April 24, 2013
Induce Pluripotent Stem Cell Induction of Pluripotent stem cells is one of the most controversial topics that many Biology scientists want to discover. In the article titled “Induction of Pluripotent Stem Cells from Adult Human Fibroblasts by Defined Factors,” scientists do the research on how to develop the pluripotent stem cells from somatic cells (Takahashi et al. 2007). Induction of Pluripotent Stem cells is the process that reprograms human somatic cells into pluripotent stem cells so that they may be forced to maintain the properties of embryonic cells.
They first generated pluripotent stem cells from human dermal fibroblasts by transducing Oct3/4, Sox2, c-Myc, and Klf4 by retrovirus. As the result, they can prove that pluripotent stem cells can be produced from somatic cells. However, they want to see whether it works on human cells. Therefore, they took human dermal cells to test it out. And the result showed that the induced pluripotent stem cells had similar properties with embryonic cells as well.

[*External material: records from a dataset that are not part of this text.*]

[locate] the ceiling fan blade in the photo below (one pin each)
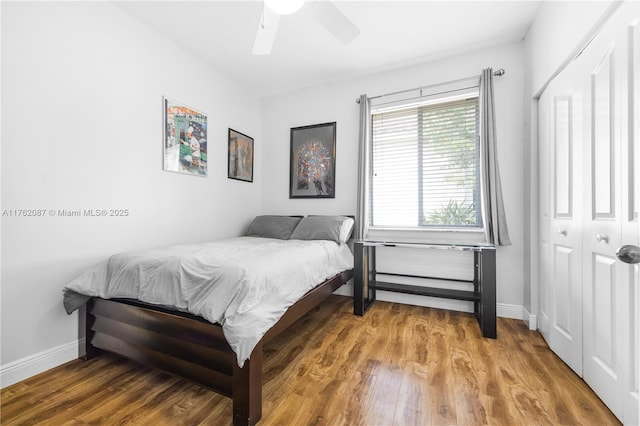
(335, 21)
(266, 33)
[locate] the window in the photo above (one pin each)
(425, 165)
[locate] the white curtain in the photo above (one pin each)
(495, 222)
(362, 208)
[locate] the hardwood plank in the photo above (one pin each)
(396, 365)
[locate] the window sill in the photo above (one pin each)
(430, 236)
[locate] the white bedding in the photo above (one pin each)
(245, 284)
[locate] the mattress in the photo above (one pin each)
(245, 284)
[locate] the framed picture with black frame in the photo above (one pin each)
(240, 158)
(312, 169)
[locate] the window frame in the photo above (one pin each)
(436, 233)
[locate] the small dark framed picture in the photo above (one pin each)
(312, 169)
(240, 156)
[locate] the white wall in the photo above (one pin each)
(558, 31)
(82, 87)
(336, 102)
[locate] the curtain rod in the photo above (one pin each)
(497, 73)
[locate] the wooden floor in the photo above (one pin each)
(397, 365)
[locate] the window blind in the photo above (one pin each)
(425, 165)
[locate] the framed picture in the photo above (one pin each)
(240, 156)
(312, 169)
(185, 139)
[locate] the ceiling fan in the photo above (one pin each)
(325, 12)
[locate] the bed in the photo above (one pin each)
(215, 340)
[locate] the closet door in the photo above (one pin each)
(565, 228)
(589, 207)
(631, 220)
(544, 217)
(604, 69)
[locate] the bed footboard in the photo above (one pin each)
(190, 346)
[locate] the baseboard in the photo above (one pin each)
(24, 368)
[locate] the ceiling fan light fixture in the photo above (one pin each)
(284, 7)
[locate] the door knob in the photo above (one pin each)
(629, 254)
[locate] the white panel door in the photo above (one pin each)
(590, 141)
(565, 334)
(544, 218)
(630, 221)
(605, 70)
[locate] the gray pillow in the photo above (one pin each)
(279, 227)
(332, 228)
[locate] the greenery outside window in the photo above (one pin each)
(425, 164)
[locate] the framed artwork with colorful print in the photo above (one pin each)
(312, 170)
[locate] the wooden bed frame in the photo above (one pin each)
(189, 345)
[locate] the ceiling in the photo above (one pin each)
(393, 34)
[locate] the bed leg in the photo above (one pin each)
(85, 321)
(247, 389)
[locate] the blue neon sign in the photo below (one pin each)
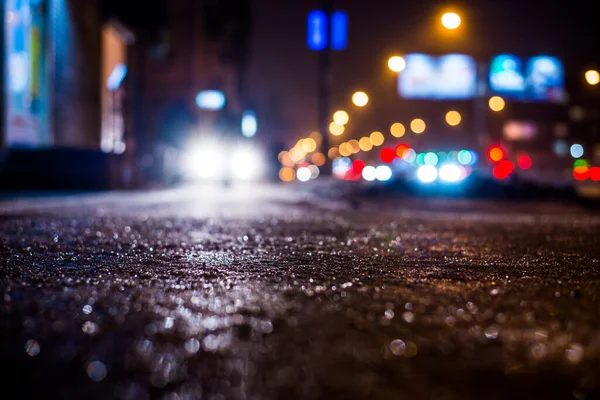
(339, 30)
(316, 38)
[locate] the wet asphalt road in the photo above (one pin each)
(268, 293)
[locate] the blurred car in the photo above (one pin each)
(224, 160)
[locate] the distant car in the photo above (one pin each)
(228, 161)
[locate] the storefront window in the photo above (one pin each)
(26, 100)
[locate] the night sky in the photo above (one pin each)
(283, 72)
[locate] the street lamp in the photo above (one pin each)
(453, 118)
(451, 21)
(396, 64)
(418, 126)
(336, 129)
(497, 103)
(592, 77)
(341, 117)
(360, 99)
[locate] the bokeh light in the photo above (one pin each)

The differentiation of induced pluripotent stem cells into three different germ layers plays an important role because the induced pluripotent stem cells can possibly be cultured into any type of cells. As shown in the article, about two weeks after the transduction, they harvested some colonies but not resembled human embryonic stem cells in morphology. Nevertheless, over 30 days, induced pluripotent stem cells then appeared highly similarity to human embryonic stem cells in morphology. In addition, there was a disadvantage which shown that human induced pluripotent stem cells carried out the specific surface antigens such as SSeA-4, tumor-related antigen (TRA)-1-60, TRA-1-81 and TRA-2-49/6E, and NANOG protein.
The expression of human embryonic stem cell in human induced pluripotent stem cells was then performed by RT-PCR ananlysis showing that the selected genes Oct3/4, Sox2, and Nanog were active in both induced pluripotent stem cells and human embryonic stem cells but inactive in human dermal fibroblast. Moreover, in the experiment of analysis of promoter regions of specific genes in human induced pluripotent stem cells, the data showed that the transcriptional activities were highly expressed in human embryonic stem cells but not in human dermal fibroblast. In addition, the data also indicated that induced pluripotent stem cells had high levels of telomerase activity and high development rate resembling to human embryonic stem cells.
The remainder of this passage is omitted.